Current Group Produced Pair
[1, 5] (1, 5)
[2, 4] (2, 4)
[3, 6] (3, 6)

Possible output:

1 5
2 4
3 6

This trace demonstrates the central invariant of the algorithm. Every group contains indices of exactly one value, so any consecutive pairing is automatically valid.

Example 2

Input:

2
5 5 5 7

After grouping:

Value Indices
5 [1, 2, 3]
7 [4]

Parity check:

Value Count Even?
5 3 No
7 1 No

Output:

-1

This example shows why the parity condition is both necessary and sufficient. Once a value has odd frequency, one occurrence must remain unmatched.

Complexity Analysis

Measure Complexity Explanation
Time O(n) Each card index is inserted once and processed once more during pairing
Space O(n) The dictionary stores all 2n indices

The constraints allow up to 6 * 10^5 cards total, so linear complexity is easily fast enough. The memory usage is also safe because we only store the indices themselves.

Test Cases

# helper: run solution on input string, return output string
import sys
import io
from collections import defaultdict

def solve():
    input = sys.stdin.readline

    n = int(input())
    a = list(map(int, input().split()))

    pos = defaultdict(list)

    for i, x in enumerate(a, start=1):
        pos[x].append(i)

    ans = []

    for indices in pos.values():
        if len(indices) % 2 == 1:
            print(-1)
            return

        for i in range(0, len(indices), 2):
            ans.append((indices[i], indices[i + 1]))

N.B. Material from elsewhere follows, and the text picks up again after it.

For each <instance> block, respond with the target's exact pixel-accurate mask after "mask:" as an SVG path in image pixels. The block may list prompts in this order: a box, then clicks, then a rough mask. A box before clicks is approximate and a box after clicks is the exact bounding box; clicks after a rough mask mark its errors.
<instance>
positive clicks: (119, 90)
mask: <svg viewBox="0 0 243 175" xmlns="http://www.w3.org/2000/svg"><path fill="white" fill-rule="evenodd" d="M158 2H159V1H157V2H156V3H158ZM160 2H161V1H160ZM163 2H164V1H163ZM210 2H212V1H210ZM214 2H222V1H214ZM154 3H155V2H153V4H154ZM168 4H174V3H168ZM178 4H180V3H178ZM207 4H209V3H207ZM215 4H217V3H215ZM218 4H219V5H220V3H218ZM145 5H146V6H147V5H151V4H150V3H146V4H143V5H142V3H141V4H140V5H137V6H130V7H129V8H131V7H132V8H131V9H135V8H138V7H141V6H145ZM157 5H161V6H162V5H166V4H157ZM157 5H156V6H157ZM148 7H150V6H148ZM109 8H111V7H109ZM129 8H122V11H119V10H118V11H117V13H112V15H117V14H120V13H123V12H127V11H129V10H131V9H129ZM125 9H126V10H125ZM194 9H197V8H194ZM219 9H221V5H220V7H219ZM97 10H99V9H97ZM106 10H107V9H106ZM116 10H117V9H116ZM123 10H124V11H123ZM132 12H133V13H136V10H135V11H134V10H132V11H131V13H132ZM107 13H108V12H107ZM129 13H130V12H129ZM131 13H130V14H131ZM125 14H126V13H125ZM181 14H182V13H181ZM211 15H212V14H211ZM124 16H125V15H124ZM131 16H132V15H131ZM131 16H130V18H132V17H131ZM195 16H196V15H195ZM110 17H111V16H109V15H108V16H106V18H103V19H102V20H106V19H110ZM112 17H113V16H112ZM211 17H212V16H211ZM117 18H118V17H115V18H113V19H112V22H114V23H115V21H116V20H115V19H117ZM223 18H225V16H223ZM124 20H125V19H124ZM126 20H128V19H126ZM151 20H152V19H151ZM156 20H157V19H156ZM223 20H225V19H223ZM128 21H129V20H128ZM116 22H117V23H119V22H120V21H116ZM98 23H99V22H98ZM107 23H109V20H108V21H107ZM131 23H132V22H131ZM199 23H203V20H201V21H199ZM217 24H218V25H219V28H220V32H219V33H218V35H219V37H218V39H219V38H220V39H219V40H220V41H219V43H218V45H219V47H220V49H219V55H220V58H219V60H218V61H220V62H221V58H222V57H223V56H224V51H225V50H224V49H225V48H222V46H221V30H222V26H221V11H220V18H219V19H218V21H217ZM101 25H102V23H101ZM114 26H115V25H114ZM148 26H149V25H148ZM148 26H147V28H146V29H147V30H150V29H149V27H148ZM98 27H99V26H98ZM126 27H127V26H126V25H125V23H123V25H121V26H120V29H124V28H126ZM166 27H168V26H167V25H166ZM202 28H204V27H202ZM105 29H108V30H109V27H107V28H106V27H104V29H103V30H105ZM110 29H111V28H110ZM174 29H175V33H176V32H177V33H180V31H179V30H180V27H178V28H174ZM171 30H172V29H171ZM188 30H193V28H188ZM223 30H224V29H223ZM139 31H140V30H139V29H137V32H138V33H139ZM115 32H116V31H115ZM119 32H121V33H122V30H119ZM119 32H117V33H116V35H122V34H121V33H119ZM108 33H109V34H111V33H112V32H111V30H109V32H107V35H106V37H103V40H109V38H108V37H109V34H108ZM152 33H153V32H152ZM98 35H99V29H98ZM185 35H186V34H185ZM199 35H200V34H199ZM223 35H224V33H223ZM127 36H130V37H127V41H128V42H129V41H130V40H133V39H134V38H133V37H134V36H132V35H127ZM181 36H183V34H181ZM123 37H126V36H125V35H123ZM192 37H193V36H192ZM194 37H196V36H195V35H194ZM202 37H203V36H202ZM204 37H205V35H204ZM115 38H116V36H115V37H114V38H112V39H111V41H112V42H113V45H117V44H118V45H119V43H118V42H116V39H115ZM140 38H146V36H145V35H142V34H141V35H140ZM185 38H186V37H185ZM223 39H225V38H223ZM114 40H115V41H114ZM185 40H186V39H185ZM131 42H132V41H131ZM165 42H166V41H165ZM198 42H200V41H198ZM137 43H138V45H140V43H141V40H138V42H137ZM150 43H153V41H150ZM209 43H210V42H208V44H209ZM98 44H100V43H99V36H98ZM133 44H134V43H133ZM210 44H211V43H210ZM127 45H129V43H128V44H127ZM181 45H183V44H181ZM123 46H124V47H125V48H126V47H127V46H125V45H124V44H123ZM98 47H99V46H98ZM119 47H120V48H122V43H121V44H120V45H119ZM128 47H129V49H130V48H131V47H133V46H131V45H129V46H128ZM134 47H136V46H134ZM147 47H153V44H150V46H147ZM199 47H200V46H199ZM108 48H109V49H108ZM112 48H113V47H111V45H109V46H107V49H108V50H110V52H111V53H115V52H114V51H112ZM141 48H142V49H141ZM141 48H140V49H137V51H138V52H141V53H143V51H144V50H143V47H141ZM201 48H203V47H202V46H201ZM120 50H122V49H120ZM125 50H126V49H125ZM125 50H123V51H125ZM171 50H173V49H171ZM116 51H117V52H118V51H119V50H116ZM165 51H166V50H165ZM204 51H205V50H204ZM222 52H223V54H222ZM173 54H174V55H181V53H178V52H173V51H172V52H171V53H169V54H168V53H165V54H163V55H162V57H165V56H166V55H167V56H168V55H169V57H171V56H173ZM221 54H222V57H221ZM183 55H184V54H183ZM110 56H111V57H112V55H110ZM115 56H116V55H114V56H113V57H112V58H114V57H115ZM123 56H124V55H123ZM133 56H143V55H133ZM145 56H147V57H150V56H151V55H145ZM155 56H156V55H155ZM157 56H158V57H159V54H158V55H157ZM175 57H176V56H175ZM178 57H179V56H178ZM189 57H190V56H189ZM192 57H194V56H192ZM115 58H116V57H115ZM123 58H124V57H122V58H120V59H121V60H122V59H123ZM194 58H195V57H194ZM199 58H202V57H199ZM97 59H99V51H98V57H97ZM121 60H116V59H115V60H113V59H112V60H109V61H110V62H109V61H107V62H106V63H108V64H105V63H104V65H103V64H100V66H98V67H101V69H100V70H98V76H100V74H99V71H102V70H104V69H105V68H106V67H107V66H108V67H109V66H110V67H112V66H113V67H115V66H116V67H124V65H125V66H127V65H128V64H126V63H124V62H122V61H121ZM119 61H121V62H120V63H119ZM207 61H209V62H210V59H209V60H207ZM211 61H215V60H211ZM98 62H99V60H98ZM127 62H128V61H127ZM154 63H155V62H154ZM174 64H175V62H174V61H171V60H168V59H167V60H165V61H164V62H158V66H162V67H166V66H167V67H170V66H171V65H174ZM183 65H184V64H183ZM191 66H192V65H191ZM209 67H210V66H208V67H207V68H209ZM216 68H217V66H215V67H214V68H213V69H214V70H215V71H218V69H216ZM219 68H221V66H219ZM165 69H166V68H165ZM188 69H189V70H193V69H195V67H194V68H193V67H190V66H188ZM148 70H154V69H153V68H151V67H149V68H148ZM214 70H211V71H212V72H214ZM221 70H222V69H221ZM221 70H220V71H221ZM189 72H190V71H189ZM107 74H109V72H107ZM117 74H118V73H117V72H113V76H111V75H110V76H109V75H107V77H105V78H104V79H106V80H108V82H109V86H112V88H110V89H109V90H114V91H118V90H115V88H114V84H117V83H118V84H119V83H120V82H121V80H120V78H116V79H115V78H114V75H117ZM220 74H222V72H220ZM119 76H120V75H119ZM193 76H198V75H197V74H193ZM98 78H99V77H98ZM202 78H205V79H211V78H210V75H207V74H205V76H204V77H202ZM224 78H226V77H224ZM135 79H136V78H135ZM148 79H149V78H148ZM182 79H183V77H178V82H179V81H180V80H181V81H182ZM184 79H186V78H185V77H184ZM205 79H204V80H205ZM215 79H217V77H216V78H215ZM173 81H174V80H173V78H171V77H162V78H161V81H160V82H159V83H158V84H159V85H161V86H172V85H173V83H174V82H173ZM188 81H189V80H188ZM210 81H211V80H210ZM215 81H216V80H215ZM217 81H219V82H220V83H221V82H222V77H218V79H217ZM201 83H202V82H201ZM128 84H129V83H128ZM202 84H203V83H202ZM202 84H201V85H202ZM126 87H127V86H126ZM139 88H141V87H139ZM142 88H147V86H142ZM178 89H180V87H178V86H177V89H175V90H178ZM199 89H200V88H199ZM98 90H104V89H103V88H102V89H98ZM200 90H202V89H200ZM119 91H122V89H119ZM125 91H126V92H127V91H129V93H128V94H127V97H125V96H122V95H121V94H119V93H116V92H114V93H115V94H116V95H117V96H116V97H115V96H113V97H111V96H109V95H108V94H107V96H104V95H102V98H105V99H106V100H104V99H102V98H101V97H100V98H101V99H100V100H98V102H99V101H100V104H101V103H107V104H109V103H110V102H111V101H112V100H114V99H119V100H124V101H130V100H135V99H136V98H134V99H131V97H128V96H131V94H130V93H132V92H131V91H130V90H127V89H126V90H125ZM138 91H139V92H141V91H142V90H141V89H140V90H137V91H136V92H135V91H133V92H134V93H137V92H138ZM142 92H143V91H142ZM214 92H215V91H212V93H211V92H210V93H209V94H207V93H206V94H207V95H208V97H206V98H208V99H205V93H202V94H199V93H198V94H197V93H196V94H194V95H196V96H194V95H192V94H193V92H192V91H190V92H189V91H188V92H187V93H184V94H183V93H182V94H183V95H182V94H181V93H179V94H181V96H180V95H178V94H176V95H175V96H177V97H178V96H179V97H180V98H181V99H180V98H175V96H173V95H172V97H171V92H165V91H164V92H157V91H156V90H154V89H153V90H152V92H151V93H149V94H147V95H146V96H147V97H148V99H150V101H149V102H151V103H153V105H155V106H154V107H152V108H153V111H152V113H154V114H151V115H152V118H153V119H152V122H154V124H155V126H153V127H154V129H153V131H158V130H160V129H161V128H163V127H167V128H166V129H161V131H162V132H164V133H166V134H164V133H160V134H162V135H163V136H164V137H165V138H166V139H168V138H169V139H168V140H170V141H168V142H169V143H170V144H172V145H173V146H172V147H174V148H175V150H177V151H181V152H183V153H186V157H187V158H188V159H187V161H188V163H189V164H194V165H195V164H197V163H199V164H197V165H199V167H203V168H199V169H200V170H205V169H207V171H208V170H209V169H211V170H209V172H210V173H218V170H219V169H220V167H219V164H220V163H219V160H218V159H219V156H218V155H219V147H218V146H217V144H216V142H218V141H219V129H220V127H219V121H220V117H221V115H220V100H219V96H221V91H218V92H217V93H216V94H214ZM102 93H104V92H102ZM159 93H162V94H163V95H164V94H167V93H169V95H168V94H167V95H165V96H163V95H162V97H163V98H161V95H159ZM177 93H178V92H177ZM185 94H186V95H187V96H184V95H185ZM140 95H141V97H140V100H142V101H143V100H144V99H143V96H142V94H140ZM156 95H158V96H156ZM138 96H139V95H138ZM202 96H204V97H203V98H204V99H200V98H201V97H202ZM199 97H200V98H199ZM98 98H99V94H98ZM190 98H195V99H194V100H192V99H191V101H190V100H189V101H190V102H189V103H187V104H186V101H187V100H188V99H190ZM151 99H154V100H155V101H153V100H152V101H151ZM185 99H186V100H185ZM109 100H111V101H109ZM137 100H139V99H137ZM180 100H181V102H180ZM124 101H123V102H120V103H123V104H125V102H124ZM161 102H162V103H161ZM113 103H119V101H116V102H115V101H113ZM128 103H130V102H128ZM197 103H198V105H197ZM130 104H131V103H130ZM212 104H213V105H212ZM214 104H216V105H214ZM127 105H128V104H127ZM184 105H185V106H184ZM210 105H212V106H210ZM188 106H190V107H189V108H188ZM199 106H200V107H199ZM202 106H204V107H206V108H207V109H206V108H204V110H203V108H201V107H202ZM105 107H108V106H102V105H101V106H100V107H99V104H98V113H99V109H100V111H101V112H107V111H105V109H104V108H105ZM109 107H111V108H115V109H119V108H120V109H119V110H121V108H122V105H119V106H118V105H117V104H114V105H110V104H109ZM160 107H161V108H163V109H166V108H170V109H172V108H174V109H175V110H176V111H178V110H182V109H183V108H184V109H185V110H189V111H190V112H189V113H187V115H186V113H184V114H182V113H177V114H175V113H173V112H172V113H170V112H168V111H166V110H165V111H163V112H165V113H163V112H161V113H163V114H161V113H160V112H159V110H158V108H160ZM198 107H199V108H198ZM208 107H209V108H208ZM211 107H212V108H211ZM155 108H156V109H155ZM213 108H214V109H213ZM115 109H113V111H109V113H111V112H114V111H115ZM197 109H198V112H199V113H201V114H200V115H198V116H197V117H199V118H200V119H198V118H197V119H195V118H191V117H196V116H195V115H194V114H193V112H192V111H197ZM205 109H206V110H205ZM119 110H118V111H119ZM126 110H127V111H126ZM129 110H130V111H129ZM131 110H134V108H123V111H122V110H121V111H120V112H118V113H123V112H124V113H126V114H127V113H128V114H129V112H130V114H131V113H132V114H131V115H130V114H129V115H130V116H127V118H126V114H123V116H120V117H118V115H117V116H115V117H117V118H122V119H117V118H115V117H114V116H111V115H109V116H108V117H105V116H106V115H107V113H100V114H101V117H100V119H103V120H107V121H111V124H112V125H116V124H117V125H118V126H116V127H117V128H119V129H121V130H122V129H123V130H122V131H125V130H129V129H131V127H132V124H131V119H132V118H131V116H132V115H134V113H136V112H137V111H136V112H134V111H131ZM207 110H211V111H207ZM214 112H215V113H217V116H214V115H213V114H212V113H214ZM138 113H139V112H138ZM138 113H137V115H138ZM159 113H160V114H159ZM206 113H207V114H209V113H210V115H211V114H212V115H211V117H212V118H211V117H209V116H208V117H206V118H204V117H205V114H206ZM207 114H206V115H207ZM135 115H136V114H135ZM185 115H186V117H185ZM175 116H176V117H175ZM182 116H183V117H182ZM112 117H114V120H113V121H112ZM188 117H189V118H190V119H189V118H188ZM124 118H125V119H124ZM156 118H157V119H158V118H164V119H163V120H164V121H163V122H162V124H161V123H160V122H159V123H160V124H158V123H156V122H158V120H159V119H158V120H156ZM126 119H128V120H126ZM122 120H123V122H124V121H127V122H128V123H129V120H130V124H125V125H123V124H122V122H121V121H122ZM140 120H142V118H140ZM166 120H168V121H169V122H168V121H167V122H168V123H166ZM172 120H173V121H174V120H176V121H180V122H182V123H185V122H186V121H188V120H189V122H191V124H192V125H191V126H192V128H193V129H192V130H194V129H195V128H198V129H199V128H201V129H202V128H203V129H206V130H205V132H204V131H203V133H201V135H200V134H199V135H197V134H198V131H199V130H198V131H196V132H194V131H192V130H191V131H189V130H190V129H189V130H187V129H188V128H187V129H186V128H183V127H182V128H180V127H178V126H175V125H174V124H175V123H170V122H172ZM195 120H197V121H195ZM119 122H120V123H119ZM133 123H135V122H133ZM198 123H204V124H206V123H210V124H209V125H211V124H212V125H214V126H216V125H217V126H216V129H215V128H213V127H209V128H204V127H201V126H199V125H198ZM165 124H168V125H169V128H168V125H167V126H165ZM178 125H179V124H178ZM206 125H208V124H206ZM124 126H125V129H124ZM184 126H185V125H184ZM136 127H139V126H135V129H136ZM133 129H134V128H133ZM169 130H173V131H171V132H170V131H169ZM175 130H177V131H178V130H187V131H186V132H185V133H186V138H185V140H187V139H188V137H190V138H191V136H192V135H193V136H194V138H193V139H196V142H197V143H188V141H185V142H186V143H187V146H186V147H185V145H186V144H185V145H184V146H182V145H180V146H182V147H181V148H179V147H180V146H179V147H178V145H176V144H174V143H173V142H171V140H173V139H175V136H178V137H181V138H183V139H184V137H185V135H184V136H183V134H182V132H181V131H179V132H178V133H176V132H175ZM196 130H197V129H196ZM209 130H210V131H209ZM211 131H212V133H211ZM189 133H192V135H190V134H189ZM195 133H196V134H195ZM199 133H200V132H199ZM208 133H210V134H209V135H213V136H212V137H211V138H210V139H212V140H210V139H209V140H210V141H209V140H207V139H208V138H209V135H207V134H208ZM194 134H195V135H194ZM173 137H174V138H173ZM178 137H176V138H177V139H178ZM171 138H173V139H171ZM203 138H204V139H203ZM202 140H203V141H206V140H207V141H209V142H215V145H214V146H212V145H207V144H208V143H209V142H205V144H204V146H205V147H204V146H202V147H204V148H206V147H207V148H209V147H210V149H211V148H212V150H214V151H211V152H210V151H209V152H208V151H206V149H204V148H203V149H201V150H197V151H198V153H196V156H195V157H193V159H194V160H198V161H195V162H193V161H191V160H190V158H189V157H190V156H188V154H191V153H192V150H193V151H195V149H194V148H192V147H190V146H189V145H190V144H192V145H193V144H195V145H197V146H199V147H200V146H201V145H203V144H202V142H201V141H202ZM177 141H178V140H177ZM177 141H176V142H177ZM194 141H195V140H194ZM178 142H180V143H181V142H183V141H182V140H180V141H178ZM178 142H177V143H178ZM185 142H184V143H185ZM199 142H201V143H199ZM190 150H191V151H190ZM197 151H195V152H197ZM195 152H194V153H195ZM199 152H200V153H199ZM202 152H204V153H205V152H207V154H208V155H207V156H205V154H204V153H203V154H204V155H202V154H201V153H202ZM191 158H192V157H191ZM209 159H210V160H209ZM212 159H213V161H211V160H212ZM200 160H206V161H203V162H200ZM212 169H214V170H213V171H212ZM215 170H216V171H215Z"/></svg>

    print("\n".join(f"{x} {y}" for x, y in ans))

def run(inp: str) -> str:
    backup_stdin = sys.stdin
    backup_stdout = sys.stdout

    sys.stdin = io.StringIO(inp)
    sys.stdout = io.StringIO()

    solve()

    out = sys.stdout.getvalue().strip()

    sys.stdin = backup_stdin
    sys.stdout = backup_stdout

    return out

# provided sample
out = run("3\n20 30 10 30 20 10\n")
pairs = set(tuple(map(int, line.split())) for line in out.splitlines())

assert len(pairs) == 3

# minimum size valid
assert run("1\n7 7\n") == "1 2"

# impossible because of odd frequency
assert run("2\n5 5 5 7\n") == "-1"

# all equal values
out = run("3\n9 9 9 9 9 9\n")
pairs = [tuple(map(int, line.split())) for line in out.splitlines()]
used = set()

for x, y in pairs:
    used.add(x)
    used.add(y)

assert len(pairs) == 3
assert used == {1, 2, 3, 4, 5, 6}

# alternating values
out = run("2\n1 2 1 2\n")
pairs = [tuple(map(int, line.split())) for line in out.splitlines()]
used = set()

for x, y in pairs:
    used.add(x)
    used.add(y)

assert len(pairs) == 2
assert used == {1, 2, 3, 4}
Test input Expected output What it validates
1 / 7 7 1 2 Smallest valid input
2 / 5 5 5 7 -1 Odd frequency detection
3 / 9 9 9 9 9 9 Any full pairing Repeated identical values
2 / 1 2 1 2 Any valid pairing Non-adjacent matching indices

Edge Cases

Consider the input:

2
1 2 1 2

The groups become:

1 -> [1, 3]
2 -> [2, 4]

The algorithm pairs consecutive indices inside each group, producing:

1 3
2 4

Even though equal values are separated in the original array, grouping by value removes positional complications completely.

Now consider:

2
5 5 5 7

The stored groups are:

5 -> [1, 2, 3]
7 -> [4]

During validation, the algorithm detects that both groups have odd size. At that moment it immediately prints -1. No partial pairing is attempted, so the algorithm never produces an invalid incomplete answer.

Finally, consider the all-equal case:

3
9 9 9 9 9 9

The single group becomes:

9 -> [1, 2, 3, 4, 5, 6]

The pairing loop processes indices in steps of two:

(1, 2)
(3, 4)
(5, 6)

Every index is used exactly once, which confirms that the algorithm handles large duplicate groups correctly.